Similarly, you might encounter a scenario where a bunch of stuff blows up, and you want 99% of that simulation to be baked offline and not simulated on the client, to ensure that the tower lands exactly where it needs to. So now you need to plug together your physics and animation systems, yadda yadda.
These are not bugs, or necessarily problems. People who suggest we turn all engines into tiny independent toolkits are missing the point. Of course everyone tries to make systems as independent as possible. But there's a bunch of power you can unlock if you have even a small bit of close integration between two systems.
How does one manage complexity? The first is to enable everyone, even artist and designers, to be technical.
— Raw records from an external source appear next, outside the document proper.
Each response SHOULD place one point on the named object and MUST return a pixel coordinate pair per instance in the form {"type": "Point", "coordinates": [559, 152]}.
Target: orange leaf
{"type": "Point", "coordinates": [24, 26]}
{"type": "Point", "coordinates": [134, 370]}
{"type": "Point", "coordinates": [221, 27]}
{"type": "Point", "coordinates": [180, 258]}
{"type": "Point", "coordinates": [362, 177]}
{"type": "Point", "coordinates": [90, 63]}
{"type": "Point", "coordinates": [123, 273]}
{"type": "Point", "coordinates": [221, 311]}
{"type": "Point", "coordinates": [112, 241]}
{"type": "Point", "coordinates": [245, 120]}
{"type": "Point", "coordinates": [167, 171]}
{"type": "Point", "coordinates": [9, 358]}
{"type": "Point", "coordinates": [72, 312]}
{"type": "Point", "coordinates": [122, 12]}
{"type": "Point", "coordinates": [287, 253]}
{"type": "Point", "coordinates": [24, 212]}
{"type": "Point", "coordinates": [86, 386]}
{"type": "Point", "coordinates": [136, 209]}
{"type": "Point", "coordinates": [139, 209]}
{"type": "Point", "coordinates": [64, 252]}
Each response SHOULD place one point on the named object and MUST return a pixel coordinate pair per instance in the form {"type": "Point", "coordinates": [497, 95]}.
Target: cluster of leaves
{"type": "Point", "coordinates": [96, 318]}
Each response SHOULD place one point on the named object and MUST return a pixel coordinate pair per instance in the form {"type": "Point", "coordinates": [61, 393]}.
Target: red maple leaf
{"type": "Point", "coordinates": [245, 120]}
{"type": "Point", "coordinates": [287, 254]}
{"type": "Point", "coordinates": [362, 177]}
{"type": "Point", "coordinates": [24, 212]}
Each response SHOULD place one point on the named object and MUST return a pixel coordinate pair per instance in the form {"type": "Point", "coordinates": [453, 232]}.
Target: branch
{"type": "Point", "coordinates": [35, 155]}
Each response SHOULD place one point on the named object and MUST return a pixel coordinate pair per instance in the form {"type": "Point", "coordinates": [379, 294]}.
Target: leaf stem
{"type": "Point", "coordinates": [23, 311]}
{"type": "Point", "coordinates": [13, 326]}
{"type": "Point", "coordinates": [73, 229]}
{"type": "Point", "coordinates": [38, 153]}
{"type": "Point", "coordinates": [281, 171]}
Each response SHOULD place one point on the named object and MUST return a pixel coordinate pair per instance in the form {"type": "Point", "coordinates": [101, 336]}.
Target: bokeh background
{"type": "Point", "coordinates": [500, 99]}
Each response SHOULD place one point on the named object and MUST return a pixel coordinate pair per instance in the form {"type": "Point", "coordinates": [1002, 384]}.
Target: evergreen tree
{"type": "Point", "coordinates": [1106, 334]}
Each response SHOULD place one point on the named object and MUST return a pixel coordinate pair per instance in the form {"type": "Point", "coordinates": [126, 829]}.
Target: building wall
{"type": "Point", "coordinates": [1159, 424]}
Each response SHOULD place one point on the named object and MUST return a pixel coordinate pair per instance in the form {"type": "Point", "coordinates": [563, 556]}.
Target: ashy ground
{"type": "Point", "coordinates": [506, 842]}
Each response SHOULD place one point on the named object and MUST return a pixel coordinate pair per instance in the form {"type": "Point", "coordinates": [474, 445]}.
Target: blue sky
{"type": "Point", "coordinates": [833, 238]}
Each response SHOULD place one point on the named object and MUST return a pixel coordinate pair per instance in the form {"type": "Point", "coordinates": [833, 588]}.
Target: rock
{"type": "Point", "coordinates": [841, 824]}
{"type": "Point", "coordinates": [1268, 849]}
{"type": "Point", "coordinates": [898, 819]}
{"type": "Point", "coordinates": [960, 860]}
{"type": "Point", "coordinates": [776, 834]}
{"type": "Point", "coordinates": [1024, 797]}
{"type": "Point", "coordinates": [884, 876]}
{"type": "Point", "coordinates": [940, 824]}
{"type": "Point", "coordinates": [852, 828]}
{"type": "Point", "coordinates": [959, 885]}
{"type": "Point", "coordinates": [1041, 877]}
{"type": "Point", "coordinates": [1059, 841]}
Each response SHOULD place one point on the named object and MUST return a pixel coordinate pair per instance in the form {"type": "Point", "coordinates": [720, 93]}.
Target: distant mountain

They're already managing complex topologies, doing sophisticated lighting and shading techniques, and often writing custom Python scripts to help them clean up the massive amount of data. A big thing I've seen from developers out of FAANGs is that they're shocked that "non-programmers" are writing custom scripts and doing programming. Your artists and designers are incredibly technical people who are good at solving problems. Trust them.
Invest in custom tools; any bit of custom tooling to make your life easier will pay off massively. Basically, give your whole staff the ability to debug and fix issues, with custom UIs and logs specifically built for your purpose.
QA staff are undervalued here in the US, but anybody who's worked in games for three months knows what a difference a senior QA makes. They know your game better than anybody else. Watching a good QA go from a blurry cameraphone pic on an angry reddit post somewhere to complete repro steps in less than an hour is nothing short of magic.